Yale University Graduate Student First Recipient Of Sigma Xi-Consortium for Plasma Science Research Grant

Yale University chemistry graduate student Jason W. Chin has been awarded the first Sigma Xi-Consortium for Plasma Science Grant-in-Aid of Research, a $5,000 award that will support his efforts to develop a novel method to protect the world's blood supply from harmful viruses.

Yale University chemistry graduate student Jason W. Chin has been awarded the first Sigma Xi-Consortium for Plasma Science Grant-in-Aid of Research, a $5,000 award that will support his efforts to develop a novel method to protect the world’s blood supply from harmful viruses.

Chin’s proposal to detect and remove viruses in human blood plasma is titled “Specific Binding of the Parvovirus B19 by Small Structured Peptides,” which describes the bioengineering of molecules that can bind a common protein present in parvoviruses.

“The detection or removal of viruses from plasma is contingent on the ability to specifically recognize the virus particle. My strategy, if successful, might be used to generate molecules able to bind specific viruses or other pathogenic organisms with high affinity and specificity,” said Chin, a third year graduate student. He received his B.A. and M.A. degrees in chemistry from Oxford University and expects to receive the Ph.D. degree from Yale in 2001. His adviser is chemistry professor Alanna Schepartz.

“Blood safety in the United States is state-of-the-art, and the risk for infection by transmission through transfusion has never been lower. However, vigilance and continuous improvement is required to ensure the continued safety of the blood supply,” said Frederick Dombrose, executive director of the Consortium for Plasma Science.
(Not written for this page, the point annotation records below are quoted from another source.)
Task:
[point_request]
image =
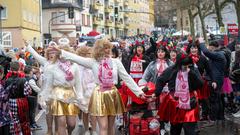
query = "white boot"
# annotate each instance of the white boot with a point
(163, 132)
(94, 133)
(237, 115)
(87, 132)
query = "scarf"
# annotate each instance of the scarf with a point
(161, 68)
(105, 74)
(194, 57)
(136, 68)
(182, 90)
(173, 60)
(15, 74)
(66, 68)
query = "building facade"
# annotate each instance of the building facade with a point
(166, 13)
(228, 15)
(20, 20)
(141, 17)
(56, 21)
(86, 18)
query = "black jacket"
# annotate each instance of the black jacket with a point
(217, 62)
(169, 76)
(145, 64)
(15, 85)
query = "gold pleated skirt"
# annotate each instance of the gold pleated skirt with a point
(106, 103)
(59, 105)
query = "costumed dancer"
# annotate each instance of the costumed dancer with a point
(87, 84)
(202, 64)
(173, 55)
(217, 62)
(18, 90)
(235, 75)
(44, 62)
(62, 90)
(181, 102)
(5, 118)
(153, 71)
(138, 62)
(105, 102)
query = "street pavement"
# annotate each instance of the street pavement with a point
(231, 126)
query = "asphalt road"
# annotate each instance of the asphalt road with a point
(231, 126)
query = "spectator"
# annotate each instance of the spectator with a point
(32, 98)
(217, 62)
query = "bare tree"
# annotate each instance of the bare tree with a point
(237, 8)
(204, 8)
(192, 13)
(190, 6)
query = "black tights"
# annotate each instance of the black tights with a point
(189, 128)
(5, 130)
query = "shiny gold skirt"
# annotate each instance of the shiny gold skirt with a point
(59, 105)
(106, 103)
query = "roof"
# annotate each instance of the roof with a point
(46, 4)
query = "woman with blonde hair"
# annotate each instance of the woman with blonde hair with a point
(87, 85)
(44, 62)
(105, 102)
(62, 89)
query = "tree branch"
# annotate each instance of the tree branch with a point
(209, 13)
(223, 4)
(194, 15)
(208, 10)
The Sigma Xi-Consortium for Plasma Science Research Fund was established in 1998. As many as five annual research grants of up to $5,000 each will be awarded on a competitive basis, as judged by an independent panel of scientists from Sigma Xi. The award adds a new dimension to Sigma Xi’s 75-year-old Grants-in-Aid of Research program, Dombrose said.

The Consortium seeks to provide research and development funding worldwide for a universal approach to eradicate pathogens from human plasma. The Consortium is cofunded by four plasma fractionation companies, which share safety as a common goal: Alpha Therapeutics, a unit of the Japanese pan-national, Yoshitomi; Baxter Healthcare; Bayer Corp.; and Centeon, a joint venture of Hoechst and Rhone-Poulenc. The Consortium, which is separate from its member companies, funds research and development to accelerate the emergence of new technologies.

Sigma Xi, The Scientific Research Society, is the honor society of science and engineering, with about 80,000 members in more that 500 chapters, worldwide. Among other activities, the society publishes American Scientist magazine and annually awards hundreds of small grants to young scientists to help further their careers.